Forever Brothers Cover

Forever Brothers

The bond that won the 2005 Premiership

Daniel Lane

Dolphin Press

At the halfway mark of the 2005 National Rugby League season the Wests Tigers were dismissed by even their most ardent supporters as legitimate premiership contenders. They languished in 11th place… betting agencies established them as 80/1 longshots to win the title… their detractors described them as a ‘rag tag band’… the experts claimed the forwards lacked the firepower needed to win a grand final… others scoffed their line-up lacked the star power of their more fancied rivals. Two rounds later, after being trounced 40-22 by the Broncos in Brisbane, those odds blew out to an unflattering 150/1.

Despite the fact outsiders didn’t believe they could make an impact on the season, the Tim Sheens-coached Wests Tigers remained committed to their pre-season pledge to finish in the top four. They were fuelled not only by a sense of defiance—and confidence—that comes with youth, but the players shared an unshakeable belief in one another’s willingness to bleed for the team. Their sense of brotherhood became the cornerstone for a rugby league miracle.

Towards the end of the season the Tigers commenced an eight straight winning streak which lifted them eight places on the ladder. In the process they unleashed an audacious brand of football that left their opponents reeling in shock and awe. Young guns Benji Marshall, Scott Prince, and Robbie Farah quickly came to symbolise all that was exciting about the game’s new breed of talent.

I don’t think I’ve ever been involved with a closer group.

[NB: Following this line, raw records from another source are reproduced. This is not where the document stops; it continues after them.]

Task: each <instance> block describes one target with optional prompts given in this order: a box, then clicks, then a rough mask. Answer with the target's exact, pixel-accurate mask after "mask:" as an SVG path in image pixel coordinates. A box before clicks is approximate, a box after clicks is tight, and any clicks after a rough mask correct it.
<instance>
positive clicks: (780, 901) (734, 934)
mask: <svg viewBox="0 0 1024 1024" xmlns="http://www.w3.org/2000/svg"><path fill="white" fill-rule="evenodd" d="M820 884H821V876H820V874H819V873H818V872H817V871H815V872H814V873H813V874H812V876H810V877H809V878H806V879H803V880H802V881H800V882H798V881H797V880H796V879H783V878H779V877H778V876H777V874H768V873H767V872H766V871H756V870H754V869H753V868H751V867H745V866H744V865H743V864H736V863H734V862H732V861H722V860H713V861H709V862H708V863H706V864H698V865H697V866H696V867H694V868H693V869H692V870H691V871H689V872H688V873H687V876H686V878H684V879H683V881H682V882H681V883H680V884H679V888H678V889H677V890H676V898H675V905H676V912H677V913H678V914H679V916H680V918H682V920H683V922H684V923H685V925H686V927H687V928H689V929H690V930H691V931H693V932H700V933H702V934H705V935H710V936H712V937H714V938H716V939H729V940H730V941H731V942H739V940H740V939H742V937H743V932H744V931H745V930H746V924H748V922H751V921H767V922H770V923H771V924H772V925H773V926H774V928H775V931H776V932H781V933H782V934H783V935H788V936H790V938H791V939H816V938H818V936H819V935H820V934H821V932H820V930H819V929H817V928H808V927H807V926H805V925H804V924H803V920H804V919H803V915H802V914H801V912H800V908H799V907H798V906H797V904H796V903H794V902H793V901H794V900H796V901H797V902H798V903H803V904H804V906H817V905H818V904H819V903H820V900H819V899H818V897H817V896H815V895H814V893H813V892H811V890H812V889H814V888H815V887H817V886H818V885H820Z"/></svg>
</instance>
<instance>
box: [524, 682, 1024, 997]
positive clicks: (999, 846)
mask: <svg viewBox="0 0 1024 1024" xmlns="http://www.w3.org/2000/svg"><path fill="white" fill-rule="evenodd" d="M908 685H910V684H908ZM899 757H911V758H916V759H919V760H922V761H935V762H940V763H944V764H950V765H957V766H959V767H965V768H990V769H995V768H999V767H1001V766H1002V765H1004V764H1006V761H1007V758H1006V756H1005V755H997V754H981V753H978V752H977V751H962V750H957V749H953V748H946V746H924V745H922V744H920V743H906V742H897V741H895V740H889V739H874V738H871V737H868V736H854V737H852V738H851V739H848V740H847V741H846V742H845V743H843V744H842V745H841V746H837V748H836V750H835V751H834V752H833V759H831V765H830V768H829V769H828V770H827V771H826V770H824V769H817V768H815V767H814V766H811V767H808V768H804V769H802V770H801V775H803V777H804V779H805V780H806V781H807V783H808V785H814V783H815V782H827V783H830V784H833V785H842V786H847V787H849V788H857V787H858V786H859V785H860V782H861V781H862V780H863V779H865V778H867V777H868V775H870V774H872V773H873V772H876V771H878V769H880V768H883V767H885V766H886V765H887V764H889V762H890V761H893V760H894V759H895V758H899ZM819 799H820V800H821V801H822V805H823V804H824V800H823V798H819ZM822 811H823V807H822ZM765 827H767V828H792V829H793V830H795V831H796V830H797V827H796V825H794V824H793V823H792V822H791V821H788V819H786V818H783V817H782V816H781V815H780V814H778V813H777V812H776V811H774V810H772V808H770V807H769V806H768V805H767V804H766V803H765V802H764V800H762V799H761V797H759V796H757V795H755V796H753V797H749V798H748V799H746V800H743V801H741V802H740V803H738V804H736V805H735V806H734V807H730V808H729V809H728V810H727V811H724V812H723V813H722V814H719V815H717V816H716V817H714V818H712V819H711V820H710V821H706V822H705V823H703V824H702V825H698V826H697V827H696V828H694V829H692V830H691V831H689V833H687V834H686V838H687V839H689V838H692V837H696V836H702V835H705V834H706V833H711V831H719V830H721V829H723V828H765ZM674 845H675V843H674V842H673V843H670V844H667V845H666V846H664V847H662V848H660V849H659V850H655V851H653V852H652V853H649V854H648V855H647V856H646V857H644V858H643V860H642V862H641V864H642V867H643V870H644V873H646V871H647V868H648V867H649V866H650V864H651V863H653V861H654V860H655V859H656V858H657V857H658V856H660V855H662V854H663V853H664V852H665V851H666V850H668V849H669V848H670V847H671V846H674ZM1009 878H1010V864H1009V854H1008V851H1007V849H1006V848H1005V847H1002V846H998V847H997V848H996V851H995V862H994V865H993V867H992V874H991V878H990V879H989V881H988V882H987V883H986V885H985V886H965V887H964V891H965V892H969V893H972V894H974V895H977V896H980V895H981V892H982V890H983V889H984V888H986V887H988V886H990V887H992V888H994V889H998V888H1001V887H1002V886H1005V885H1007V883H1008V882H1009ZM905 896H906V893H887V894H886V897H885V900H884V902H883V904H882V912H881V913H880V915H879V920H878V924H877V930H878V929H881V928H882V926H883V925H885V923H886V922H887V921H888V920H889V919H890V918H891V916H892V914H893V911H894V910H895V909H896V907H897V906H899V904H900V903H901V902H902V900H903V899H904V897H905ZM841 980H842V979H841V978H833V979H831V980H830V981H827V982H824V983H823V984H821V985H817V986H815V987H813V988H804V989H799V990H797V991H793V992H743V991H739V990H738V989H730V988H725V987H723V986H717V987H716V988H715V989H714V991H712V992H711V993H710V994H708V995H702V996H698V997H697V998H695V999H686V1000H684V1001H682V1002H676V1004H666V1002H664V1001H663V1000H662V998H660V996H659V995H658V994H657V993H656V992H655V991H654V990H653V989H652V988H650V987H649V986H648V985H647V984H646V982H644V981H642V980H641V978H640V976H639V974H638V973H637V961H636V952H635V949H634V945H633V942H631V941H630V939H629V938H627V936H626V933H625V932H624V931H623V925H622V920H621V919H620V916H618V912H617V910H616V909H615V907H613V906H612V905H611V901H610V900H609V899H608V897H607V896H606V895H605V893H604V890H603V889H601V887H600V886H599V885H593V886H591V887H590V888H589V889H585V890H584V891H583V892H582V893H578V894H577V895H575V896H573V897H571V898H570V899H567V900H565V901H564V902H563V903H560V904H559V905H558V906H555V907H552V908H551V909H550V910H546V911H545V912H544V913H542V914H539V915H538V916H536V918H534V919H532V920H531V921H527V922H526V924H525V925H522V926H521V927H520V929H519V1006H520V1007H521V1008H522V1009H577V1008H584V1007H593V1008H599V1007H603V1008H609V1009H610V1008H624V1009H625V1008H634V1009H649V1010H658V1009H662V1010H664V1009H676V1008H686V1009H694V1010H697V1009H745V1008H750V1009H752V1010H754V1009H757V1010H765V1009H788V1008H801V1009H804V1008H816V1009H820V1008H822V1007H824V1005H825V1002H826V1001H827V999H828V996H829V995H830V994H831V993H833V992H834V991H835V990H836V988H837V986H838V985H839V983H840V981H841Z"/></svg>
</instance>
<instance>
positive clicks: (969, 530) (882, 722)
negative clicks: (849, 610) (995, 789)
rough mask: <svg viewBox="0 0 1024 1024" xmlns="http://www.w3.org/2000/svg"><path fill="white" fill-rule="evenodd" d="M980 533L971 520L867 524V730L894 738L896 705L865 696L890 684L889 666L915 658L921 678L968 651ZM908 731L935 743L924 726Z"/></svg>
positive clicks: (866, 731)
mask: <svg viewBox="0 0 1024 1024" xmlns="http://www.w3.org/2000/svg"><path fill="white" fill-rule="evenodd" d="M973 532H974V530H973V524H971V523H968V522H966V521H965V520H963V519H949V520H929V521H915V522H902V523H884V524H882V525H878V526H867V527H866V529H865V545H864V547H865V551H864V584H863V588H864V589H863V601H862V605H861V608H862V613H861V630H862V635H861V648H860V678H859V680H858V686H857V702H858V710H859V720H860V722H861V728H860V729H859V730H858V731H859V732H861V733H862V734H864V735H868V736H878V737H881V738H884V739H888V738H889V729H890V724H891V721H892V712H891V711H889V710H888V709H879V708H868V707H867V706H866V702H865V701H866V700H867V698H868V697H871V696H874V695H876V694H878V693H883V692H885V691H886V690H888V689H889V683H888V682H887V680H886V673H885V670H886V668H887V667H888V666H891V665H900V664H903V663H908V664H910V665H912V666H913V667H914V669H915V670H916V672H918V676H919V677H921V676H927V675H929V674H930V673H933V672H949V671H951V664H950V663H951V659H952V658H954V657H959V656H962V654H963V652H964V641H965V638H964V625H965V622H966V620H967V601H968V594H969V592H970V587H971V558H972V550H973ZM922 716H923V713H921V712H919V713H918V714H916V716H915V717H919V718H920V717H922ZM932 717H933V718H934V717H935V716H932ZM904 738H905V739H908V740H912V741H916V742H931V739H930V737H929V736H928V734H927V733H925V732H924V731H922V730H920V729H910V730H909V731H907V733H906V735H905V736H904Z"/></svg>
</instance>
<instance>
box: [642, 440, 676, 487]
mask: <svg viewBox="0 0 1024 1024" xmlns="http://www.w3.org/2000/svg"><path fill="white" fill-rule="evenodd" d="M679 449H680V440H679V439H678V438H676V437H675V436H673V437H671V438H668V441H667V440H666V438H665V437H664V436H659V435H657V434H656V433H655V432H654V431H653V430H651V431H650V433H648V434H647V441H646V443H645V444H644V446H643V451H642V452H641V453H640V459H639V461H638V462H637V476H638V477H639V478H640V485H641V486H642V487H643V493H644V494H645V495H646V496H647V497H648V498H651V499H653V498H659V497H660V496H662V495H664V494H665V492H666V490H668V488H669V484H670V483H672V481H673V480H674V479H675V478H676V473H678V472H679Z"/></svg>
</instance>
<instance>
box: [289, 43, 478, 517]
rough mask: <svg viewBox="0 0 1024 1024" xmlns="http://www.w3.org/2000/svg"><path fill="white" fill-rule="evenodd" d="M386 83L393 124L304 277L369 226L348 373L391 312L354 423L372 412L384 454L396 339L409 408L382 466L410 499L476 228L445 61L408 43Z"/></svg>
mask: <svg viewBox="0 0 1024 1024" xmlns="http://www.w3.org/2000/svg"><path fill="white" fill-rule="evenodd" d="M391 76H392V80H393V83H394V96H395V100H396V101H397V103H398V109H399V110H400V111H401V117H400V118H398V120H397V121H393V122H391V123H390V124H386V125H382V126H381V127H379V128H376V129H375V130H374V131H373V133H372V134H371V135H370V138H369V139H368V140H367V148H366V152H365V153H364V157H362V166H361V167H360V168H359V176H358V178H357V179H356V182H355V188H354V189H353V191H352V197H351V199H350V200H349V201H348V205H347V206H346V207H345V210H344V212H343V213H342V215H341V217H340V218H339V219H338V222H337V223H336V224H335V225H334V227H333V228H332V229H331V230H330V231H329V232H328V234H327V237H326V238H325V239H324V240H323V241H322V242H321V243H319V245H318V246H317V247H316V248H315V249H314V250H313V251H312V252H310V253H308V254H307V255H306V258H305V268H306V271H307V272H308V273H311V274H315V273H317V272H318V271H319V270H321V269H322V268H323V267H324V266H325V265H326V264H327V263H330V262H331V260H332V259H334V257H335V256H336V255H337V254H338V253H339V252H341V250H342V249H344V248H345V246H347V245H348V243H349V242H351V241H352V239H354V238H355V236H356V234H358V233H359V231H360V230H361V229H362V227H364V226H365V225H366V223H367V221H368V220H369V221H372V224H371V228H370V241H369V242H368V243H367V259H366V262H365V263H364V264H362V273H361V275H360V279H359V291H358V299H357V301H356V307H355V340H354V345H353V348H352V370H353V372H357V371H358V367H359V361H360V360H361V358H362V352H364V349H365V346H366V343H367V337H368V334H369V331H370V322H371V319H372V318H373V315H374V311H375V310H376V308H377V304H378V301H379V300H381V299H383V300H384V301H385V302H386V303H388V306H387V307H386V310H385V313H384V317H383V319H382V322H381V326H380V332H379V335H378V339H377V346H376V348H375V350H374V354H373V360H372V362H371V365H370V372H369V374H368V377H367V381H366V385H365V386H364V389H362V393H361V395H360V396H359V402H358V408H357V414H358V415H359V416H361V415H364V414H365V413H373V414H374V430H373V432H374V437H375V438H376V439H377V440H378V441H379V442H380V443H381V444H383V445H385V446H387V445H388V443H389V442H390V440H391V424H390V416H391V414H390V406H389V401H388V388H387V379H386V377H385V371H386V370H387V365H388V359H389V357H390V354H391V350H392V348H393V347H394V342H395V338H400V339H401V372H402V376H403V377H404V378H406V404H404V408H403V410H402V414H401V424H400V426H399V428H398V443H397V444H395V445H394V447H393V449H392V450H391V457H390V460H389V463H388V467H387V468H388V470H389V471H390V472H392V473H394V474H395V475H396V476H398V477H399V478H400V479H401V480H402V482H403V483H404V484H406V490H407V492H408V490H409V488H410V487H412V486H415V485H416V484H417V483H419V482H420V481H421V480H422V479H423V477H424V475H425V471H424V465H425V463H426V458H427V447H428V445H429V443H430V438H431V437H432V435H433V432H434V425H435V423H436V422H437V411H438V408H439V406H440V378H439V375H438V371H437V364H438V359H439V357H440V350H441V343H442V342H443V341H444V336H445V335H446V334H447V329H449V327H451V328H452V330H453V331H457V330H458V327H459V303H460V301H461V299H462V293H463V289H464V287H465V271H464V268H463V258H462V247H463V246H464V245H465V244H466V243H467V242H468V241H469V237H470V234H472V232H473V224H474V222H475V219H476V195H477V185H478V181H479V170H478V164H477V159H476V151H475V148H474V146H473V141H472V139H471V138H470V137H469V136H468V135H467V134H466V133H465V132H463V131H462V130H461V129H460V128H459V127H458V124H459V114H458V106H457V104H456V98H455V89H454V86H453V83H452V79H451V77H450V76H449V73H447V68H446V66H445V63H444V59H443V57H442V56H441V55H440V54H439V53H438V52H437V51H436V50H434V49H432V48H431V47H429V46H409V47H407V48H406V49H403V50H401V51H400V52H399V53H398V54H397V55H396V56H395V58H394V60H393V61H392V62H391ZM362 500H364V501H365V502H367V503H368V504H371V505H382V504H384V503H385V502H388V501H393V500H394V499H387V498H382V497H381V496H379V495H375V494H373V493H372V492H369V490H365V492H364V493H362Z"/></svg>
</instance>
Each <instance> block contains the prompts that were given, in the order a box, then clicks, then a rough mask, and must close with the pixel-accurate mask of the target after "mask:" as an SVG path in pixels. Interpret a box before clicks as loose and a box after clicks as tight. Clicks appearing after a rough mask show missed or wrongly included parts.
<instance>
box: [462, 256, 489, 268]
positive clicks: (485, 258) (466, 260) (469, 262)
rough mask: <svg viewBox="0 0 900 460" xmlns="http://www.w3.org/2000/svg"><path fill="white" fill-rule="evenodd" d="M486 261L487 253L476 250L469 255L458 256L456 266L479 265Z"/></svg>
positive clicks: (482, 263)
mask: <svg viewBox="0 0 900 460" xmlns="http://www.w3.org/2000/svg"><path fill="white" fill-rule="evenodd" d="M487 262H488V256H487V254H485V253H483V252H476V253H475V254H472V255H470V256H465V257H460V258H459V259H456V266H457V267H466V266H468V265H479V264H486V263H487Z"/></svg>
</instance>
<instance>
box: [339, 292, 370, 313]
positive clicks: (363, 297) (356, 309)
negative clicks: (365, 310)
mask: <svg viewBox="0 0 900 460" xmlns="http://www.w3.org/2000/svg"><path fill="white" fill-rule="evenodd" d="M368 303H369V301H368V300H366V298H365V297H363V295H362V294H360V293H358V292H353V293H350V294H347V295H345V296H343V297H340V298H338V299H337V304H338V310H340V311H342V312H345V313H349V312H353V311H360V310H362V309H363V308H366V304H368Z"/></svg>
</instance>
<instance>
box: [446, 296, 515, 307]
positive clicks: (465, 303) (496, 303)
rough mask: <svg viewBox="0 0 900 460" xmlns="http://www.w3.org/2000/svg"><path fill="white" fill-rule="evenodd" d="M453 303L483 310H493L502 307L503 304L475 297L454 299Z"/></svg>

No cliques; everyone together.

Ben Galea

Before the grand final I almost started crying. It was so emotional a feeling. Incredible. I’d played for 11 years and I was running out in front of 83,000 people.

John Skandalis

I remember Tim Sheens promise we’d be brothers forever if we won the grand final. He told the truth. We’re brothers.

Anthony Laffranchi

I have an older brother. Paul wanted to play first grade. He had the same sort of dreams as me as a kid. Whenever I played he was out there on my shoulder and with me. That was how he shared it. He was with me.

Mark O’Neill

I didn’t even tell my mother I might miss the game because of a hamstring injury.